Dermatose nodulaire, aléas climatiques, Mercosur. Malgré les difficultés et l’interdiction des vaches au Salon de l’agriculture, des éleveurs de Nouvelle-Aquitaine se sont déplacés pour valoriser leur filière. Alors que le métier peine à attirer, ils demandent que la souveraineté alimentaire soit au cœur de toutes les politiques publiques.L’odeur, le foin, le brouhaha. La recette du Salon de l’agriculture est toujours la même, à la différence que, cette année, les bovins brillent par leur absence après l’épidémie de dermatose nodulaire contagieuse (DNC). Si les vaches ne sont plus là, des vidéos, des affiches et des maquettes sont là pour les représenter tandis que les moutons, chevaux et cochons ont pris leur place habituelle dans le Hall 1. Plus de 3 500 bêtes sont tout de même présentes sur le salon.

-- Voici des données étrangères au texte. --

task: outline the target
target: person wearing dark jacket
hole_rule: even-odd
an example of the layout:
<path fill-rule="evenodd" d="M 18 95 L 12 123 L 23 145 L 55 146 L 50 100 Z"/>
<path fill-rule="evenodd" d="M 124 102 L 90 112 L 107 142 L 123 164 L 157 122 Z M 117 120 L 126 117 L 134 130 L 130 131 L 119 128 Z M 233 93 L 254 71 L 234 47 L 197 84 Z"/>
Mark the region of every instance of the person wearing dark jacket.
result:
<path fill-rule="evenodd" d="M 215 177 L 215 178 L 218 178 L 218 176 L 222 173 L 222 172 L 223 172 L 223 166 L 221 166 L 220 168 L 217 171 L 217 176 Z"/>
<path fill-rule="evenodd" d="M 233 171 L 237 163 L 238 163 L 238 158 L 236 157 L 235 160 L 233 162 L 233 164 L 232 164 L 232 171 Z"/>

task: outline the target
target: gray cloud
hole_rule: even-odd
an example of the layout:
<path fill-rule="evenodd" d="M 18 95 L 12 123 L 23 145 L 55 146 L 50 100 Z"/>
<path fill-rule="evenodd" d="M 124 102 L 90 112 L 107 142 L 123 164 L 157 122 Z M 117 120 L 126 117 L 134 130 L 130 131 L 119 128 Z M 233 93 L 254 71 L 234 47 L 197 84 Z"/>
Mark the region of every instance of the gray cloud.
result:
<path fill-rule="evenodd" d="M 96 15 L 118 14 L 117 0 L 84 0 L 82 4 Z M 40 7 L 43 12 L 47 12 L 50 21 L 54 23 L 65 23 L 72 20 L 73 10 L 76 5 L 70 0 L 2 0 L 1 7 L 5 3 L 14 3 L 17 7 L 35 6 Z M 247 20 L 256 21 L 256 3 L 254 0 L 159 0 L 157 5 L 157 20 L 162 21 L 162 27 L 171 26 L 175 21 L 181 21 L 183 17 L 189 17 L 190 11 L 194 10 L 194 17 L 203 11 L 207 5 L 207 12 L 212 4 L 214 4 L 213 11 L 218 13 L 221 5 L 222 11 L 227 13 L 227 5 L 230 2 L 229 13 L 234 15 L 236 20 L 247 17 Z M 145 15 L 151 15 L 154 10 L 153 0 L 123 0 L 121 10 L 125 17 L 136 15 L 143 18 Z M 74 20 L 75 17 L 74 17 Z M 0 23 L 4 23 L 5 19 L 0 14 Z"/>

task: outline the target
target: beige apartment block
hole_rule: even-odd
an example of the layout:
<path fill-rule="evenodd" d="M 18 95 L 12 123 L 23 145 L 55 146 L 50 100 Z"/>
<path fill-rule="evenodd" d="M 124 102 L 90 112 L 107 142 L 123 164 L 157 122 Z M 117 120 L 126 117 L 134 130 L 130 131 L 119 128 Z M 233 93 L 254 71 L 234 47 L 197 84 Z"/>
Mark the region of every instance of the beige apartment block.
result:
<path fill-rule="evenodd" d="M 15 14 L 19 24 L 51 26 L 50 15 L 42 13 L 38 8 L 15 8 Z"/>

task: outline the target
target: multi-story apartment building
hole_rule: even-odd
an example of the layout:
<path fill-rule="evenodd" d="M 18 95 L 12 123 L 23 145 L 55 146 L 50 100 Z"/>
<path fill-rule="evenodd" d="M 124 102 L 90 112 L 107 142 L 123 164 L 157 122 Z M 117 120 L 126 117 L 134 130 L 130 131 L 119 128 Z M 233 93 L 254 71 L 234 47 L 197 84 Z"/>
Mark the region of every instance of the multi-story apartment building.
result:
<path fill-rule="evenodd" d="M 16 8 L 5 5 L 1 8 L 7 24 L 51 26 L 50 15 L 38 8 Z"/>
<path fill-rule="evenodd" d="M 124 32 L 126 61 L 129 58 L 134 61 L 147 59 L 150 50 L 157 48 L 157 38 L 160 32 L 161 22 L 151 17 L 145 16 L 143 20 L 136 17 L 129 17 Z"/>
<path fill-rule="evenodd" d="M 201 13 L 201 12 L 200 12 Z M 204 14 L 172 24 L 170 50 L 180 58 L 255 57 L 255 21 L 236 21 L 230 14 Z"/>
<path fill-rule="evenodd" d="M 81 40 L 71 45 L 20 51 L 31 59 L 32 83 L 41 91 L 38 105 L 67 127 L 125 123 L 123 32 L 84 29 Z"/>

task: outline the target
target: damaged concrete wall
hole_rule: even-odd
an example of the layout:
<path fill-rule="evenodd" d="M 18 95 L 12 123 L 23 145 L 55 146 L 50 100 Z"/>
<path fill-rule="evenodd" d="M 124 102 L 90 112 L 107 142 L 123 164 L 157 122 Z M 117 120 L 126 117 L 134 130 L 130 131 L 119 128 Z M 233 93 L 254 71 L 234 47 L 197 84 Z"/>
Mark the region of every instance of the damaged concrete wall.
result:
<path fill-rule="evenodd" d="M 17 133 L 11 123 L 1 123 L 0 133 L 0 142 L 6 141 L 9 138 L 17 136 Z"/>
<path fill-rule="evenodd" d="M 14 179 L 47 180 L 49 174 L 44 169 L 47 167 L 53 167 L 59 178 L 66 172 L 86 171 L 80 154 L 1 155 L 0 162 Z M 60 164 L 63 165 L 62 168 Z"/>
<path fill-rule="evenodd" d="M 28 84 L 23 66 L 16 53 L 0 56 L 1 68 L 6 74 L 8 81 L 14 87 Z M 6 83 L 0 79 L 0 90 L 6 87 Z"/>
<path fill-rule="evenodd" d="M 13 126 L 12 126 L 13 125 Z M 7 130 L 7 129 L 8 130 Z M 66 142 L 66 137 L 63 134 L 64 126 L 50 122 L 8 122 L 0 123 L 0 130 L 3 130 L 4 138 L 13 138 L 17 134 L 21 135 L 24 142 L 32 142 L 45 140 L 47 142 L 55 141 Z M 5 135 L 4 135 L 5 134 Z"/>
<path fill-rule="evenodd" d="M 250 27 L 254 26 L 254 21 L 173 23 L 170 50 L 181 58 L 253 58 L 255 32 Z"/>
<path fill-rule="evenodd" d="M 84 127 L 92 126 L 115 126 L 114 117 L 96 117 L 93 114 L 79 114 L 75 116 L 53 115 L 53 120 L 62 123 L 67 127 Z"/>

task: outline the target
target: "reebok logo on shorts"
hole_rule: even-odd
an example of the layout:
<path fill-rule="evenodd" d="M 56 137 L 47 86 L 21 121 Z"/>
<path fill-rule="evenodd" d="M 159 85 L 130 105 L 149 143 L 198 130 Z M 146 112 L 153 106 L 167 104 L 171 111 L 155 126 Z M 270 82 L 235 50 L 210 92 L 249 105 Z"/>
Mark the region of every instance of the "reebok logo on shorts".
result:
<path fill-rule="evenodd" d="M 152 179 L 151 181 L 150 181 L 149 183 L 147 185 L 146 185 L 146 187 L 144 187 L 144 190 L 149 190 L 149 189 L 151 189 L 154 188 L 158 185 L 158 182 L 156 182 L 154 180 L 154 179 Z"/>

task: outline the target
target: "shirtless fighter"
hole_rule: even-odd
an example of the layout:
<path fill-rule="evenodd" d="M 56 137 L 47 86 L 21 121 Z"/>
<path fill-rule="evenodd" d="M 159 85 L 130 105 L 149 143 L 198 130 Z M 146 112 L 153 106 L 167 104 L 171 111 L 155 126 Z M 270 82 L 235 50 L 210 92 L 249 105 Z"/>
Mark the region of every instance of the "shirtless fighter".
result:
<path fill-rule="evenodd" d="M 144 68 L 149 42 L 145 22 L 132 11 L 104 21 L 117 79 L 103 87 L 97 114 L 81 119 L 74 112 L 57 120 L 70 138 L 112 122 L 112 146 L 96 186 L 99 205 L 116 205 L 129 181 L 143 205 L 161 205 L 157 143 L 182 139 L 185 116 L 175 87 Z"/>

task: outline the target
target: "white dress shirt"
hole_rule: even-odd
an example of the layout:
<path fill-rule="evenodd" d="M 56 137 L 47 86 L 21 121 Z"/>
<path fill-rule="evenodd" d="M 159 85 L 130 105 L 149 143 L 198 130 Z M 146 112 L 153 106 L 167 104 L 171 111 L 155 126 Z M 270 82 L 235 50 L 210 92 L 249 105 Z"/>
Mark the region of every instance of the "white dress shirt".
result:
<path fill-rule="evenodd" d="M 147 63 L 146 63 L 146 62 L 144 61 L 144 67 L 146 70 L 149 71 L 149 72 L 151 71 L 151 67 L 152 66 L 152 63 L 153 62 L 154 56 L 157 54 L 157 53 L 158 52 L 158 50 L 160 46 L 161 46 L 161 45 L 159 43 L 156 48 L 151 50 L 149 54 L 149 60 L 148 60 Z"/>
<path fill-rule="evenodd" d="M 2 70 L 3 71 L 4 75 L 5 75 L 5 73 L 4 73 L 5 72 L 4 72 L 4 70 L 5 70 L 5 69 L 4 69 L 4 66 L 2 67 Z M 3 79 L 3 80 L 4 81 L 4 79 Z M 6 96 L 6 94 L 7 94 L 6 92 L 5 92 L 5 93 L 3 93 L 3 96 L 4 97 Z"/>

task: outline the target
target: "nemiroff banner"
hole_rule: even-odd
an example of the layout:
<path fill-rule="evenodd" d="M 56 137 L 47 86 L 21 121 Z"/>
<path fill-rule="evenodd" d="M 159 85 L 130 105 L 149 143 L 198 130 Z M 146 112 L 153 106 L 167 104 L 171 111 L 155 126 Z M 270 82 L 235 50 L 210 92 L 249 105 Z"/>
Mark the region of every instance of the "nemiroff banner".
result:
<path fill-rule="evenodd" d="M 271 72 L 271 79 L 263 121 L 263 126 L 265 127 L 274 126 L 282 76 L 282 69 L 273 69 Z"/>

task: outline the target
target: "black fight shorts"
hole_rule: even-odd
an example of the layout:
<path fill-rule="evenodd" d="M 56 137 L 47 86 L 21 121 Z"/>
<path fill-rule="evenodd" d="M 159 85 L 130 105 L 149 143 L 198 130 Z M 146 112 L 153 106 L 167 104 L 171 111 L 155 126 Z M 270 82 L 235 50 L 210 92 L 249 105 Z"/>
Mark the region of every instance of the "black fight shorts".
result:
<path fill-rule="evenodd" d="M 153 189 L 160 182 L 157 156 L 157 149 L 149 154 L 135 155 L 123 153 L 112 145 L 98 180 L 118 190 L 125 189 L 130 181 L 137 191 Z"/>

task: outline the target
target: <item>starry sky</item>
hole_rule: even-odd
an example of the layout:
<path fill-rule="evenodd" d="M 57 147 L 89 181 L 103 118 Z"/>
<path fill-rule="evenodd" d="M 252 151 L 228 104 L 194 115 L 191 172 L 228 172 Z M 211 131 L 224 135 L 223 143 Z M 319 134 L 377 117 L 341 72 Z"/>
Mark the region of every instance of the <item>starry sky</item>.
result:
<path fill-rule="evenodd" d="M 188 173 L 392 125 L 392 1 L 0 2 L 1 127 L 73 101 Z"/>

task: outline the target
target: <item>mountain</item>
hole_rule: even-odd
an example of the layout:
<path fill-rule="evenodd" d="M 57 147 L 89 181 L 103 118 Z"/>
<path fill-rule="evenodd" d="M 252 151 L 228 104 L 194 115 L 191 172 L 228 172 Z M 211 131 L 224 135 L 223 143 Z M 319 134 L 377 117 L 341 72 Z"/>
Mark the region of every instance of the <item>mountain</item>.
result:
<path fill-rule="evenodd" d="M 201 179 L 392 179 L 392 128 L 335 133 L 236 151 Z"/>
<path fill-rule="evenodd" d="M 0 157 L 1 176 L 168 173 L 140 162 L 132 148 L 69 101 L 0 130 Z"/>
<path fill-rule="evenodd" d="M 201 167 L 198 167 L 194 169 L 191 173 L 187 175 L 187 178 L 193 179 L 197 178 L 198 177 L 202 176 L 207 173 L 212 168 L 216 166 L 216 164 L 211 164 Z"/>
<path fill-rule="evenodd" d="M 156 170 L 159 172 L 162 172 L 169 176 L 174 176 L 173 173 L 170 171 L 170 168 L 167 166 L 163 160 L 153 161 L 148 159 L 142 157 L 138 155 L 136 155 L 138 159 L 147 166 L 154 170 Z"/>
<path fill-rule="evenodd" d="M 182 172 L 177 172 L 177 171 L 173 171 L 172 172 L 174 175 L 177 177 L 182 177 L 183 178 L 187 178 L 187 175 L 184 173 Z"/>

« On est là pour échanger avec le grand public et rencontrer les acteurs de la filière », raconte Jean-Bernard Sallat, président d’Interbev Nouvelle-Aquitaine, l’interprofession bovine. La baisse de fréquentation du salon de 25 % reflète néanmoins une partie de la crise agricole qui a frappé la France en 2025. Alain Rousset estime la filière « combative et constructive ». Les éleveurs présents, peu nombreux, tentent de sauver la face : « On ne voulait pas faire la politique de la chaise vide », explique Alexandre Humeau, éleveur de limousines, dont Oupette, l’égérie 2025 du Salon.
847 000 têtes en Nouvelle-Aquitaine
Avec un cheptel total de 847 000 vaches, la Nouvelle-Aquitaine est la seconde plus importante après l'Auvergne-Rhône-Alpes. Certains bouchers et organismes de sélection se sont déplacés à Paris mais restent moins nombreux que d’ordinaire. « Les bouchers nous ont acheté un cochon cul noir aux enchères à la place de la limousine pour marquer le coup, mais on est un peu orphelins », témoigne François Lissarrague, chargé de communication pour Limousin Promotion.